[edit]
Fast Min-$ε$ Segmented Regression using Constant-Time Segment Merging
Proceedings of the 42nd International Conference on Machine Learning, PMLR 267:40312-40327, 2025.
Abstract
Segmented regression is a statistical method that approximates a function $f$ by a piecewise function $\hat{f}$ using noisy data samples. Min-$\epsilon$ approaches aim to reduce the regression function’s mean squared error (MSE) for a given number of $k$ segments. An optimal solution for min-$\epsilon$ segmented regression is found in $\mathcal{O}(n^2)$ time (Bai & Perron, 1998; Yamamoto & Perron, 2013) for $n$ samples.
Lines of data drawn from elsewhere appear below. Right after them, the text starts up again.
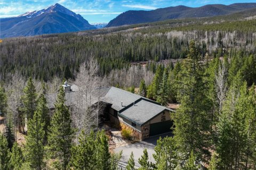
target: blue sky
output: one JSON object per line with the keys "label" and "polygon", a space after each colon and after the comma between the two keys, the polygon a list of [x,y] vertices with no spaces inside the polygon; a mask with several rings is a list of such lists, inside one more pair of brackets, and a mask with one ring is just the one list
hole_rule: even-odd
{"label": "blue sky", "polygon": [[198,7],[206,4],[229,5],[253,2],[254,0],[0,0],[0,18],[18,16],[26,12],[39,10],[59,3],[80,14],[89,23],[108,22],[128,10],[152,10],[182,5]]}

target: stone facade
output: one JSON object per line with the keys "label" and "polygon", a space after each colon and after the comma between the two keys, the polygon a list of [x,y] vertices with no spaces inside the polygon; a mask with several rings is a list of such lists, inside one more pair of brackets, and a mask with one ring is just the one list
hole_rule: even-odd
{"label": "stone facade", "polygon": [[141,126],[141,139],[144,140],[149,138],[149,123],[148,123]]}
{"label": "stone facade", "polygon": [[133,137],[134,139],[140,140],[141,140],[141,132],[131,127],[130,126],[128,125],[127,124],[120,121],[120,125],[121,126],[122,129],[126,129],[130,130],[132,133],[131,135]]}

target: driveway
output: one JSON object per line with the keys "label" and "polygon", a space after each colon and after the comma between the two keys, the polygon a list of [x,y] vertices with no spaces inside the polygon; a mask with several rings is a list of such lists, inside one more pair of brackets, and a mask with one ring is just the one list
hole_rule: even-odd
{"label": "driveway", "polygon": [[138,163],[138,159],[143,155],[143,150],[145,149],[147,149],[148,151],[149,162],[154,163],[155,161],[153,157],[153,154],[155,153],[154,149],[156,145],[157,140],[160,137],[163,138],[166,136],[171,136],[171,133],[165,133],[159,135],[150,137],[141,142],[115,148],[114,151],[116,153],[118,153],[121,150],[123,151],[123,154],[121,160],[119,162],[119,165],[122,167],[125,167],[132,151],[134,155],[135,166],[139,167],[139,164]]}

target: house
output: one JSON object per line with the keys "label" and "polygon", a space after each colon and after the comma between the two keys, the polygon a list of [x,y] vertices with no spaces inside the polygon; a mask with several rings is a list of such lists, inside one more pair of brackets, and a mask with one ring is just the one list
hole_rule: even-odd
{"label": "house", "polygon": [[[74,105],[72,101],[78,92],[77,87],[68,86],[67,83],[63,86],[66,92],[66,104]],[[130,129],[135,138],[143,140],[171,131],[173,123],[170,112],[174,112],[173,110],[155,101],[114,87],[101,87],[96,91],[99,92],[97,94],[99,96],[94,103],[100,101],[105,104],[105,120]],[[54,108],[56,95],[46,95],[50,108]]]}

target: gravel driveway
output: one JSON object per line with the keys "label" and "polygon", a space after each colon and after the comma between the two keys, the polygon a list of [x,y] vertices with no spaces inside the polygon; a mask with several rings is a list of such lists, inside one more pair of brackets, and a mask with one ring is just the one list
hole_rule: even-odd
{"label": "gravel driveway", "polygon": [[127,165],[128,160],[132,151],[134,155],[135,165],[137,167],[138,167],[139,164],[138,160],[141,155],[143,155],[143,150],[147,149],[148,153],[149,160],[150,162],[154,162],[153,157],[153,154],[155,153],[154,148],[156,145],[156,141],[161,136],[162,138],[166,136],[171,136],[171,133],[165,133],[160,135],[157,135],[142,141],[137,142],[135,143],[130,144],[123,147],[115,148],[114,151],[117,153],[123,150],[123,154],[119,165],[122,167],[125,167]]}

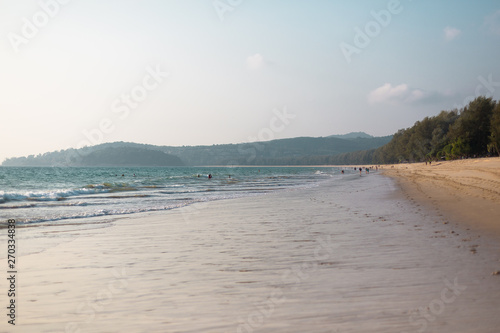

For large datasets, current heuristics improve time complexity to $\mathcal{O}(n\log{n})$ (Acharya et al., 2016) but can result in large errors, especially when exactly $k$ segments are used. We present a method for min-$\epsilon$ segmented regression that combines the scalability of top existing heuristic solutions with a statistical efficiency similar to the optimal solution. This is achieved by using a new method to merge an initial set of segments using precomputed matrices from samples, allowing both merging and error calculation in constant time. Our approach, using the same samples and parameter $k$, produces segments with up to 1,000 times lower MSE compared to Acharya et al. (2016) in about 100 times less runtime on data sets over $10^4$ samples.